Hahlmabrea
- Publisher: Sutton Hoo Games
- Publication date: 1991

= Hahlmabrea =

Hahlmabrea is a 1991 role-playing game published by Sutton Hoo Games.

==Contents==
Hahlmabrea is a game in which a swords and sorcery civilization is based on the early Dorian Greeks, Mesopotamians, and Egyptians.

==Publication history==
Shannon Appelcline noted that Dan Fox had designed a game originally called "Warriors, Witches and Wizards" and he came to Lion Rampant in 1989 looking for a publisher for his game in exchange for funding printers and computers for the struggling company and having it move to what he purported was his home in Georgia, but the company never published the game after the actual owner of the house evicted them; Hahlmabrea was ultimately self-published in 1991 by Sutton Hoo Games.

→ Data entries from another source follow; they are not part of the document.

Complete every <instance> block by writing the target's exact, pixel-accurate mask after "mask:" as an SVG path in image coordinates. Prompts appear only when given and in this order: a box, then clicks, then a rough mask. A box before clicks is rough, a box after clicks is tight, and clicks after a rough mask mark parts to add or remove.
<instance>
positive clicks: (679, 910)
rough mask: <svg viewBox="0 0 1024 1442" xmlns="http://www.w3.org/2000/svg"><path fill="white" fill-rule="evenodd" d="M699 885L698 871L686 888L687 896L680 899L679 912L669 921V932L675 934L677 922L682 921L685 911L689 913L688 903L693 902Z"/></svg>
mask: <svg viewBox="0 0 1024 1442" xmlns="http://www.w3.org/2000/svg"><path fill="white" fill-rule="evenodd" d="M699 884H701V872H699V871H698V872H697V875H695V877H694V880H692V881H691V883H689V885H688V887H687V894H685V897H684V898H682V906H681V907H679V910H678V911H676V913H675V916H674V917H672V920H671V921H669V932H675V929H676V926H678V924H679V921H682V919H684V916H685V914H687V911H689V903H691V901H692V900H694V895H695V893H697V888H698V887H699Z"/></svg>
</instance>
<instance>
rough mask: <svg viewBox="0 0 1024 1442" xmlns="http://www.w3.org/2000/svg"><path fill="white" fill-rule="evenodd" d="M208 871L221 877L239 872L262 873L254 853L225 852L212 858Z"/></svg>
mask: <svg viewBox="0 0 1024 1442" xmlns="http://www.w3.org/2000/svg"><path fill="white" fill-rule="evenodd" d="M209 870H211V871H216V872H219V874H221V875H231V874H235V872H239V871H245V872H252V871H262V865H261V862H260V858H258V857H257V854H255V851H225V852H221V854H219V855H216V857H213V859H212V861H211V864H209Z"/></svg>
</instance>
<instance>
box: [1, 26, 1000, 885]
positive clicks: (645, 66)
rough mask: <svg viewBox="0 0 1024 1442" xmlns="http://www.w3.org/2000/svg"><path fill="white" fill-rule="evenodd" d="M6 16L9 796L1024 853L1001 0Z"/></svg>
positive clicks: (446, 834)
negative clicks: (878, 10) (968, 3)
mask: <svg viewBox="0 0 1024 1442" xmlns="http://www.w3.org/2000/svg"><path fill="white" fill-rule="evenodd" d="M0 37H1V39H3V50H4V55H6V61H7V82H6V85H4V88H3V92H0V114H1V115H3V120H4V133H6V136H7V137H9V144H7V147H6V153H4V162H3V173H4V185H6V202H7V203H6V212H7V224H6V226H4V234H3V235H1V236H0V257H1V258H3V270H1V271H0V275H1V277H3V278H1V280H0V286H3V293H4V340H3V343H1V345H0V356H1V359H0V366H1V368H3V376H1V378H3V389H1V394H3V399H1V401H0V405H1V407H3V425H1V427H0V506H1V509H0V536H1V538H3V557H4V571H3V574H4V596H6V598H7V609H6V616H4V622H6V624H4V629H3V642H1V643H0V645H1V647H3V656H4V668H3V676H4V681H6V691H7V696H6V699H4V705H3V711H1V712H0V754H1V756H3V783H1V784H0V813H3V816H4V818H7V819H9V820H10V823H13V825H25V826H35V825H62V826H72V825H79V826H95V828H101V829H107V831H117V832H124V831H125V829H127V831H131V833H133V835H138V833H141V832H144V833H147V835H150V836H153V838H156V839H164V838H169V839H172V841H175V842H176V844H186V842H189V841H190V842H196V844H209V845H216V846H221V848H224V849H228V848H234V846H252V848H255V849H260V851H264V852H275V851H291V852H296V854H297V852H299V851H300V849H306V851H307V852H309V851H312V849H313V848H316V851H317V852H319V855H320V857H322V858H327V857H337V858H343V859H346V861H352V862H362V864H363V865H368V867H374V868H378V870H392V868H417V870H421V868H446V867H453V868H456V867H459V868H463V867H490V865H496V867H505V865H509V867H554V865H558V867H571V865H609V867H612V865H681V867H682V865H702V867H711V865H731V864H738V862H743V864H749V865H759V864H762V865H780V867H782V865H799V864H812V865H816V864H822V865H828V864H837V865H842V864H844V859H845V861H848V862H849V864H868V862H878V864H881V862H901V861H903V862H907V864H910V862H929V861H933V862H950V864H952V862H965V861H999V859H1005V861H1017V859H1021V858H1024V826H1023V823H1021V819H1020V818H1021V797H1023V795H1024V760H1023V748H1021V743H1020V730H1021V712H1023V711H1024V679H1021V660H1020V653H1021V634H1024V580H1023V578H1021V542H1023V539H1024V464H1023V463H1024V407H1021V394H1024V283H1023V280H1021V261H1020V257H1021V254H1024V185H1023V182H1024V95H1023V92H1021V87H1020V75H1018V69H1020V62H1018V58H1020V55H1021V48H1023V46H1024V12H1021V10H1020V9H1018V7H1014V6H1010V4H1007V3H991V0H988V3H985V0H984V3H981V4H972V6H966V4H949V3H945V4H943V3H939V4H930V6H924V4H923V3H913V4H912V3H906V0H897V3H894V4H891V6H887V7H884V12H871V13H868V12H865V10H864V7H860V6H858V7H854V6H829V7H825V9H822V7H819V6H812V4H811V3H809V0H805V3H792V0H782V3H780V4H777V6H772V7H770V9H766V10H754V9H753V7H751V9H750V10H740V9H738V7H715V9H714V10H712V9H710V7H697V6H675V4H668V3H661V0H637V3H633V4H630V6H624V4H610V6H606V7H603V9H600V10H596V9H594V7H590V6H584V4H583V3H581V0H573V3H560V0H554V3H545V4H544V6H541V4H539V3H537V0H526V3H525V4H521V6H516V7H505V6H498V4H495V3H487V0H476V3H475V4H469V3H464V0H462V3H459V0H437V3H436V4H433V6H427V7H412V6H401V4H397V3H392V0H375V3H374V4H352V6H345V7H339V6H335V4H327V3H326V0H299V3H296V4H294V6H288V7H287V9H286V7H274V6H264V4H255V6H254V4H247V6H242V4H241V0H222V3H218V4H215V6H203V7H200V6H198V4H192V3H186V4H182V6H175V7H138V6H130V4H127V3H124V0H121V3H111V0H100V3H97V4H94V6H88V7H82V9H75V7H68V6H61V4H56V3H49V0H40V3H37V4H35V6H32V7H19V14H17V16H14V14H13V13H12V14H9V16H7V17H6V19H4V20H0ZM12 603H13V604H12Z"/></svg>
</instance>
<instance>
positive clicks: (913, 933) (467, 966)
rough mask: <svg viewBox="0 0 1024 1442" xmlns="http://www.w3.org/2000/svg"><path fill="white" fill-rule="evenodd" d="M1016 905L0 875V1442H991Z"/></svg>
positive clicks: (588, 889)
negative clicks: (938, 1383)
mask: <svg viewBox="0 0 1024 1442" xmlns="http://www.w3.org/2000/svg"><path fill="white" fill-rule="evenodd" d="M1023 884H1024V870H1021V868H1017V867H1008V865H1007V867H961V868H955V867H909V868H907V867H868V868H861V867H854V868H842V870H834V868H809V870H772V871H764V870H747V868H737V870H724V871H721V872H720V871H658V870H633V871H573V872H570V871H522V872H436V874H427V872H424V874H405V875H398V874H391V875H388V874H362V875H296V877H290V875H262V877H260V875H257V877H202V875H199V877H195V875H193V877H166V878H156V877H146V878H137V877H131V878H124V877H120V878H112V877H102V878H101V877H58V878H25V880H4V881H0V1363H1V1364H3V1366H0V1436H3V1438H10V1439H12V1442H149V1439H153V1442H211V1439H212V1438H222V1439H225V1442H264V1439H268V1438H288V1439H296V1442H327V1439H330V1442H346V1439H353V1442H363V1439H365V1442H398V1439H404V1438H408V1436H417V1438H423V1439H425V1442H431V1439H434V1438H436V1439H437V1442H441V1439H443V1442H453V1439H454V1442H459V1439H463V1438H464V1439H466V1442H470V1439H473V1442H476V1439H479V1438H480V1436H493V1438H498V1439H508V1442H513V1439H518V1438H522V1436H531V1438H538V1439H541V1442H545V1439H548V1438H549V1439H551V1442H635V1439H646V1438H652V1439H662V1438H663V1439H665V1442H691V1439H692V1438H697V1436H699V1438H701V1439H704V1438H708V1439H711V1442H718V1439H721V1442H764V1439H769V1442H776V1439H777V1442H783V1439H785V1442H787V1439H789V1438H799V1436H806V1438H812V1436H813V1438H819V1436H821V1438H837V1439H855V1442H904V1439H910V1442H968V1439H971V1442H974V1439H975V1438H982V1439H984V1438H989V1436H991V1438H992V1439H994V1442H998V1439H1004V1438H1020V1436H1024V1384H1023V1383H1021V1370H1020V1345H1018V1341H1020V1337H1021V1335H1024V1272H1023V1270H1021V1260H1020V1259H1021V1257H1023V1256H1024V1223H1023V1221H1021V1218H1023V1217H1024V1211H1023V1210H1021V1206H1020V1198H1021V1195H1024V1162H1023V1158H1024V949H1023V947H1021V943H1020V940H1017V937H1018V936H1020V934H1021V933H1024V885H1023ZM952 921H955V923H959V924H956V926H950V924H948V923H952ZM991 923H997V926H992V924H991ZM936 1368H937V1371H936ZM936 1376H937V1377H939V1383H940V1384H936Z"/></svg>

Ron Edwards identified Hahlmabrea as one of the "fantasy heartbreakers", or fantasy role-playing games designed without using any advancements in game design since Dungeons & Dragons was originally published. This was the first role-playing game publication from Sutton Hoo.

==Reception==
H. Paul Haigh reviewed Hahlmabrea in White Wolf #29 (Oct./Nov., 1991), rating it a 4 out of 5 and stated that "If you desire a good, self-supporting, easy-to-use, yet flexible game system that you can twist and mold, tour the land of Hahl."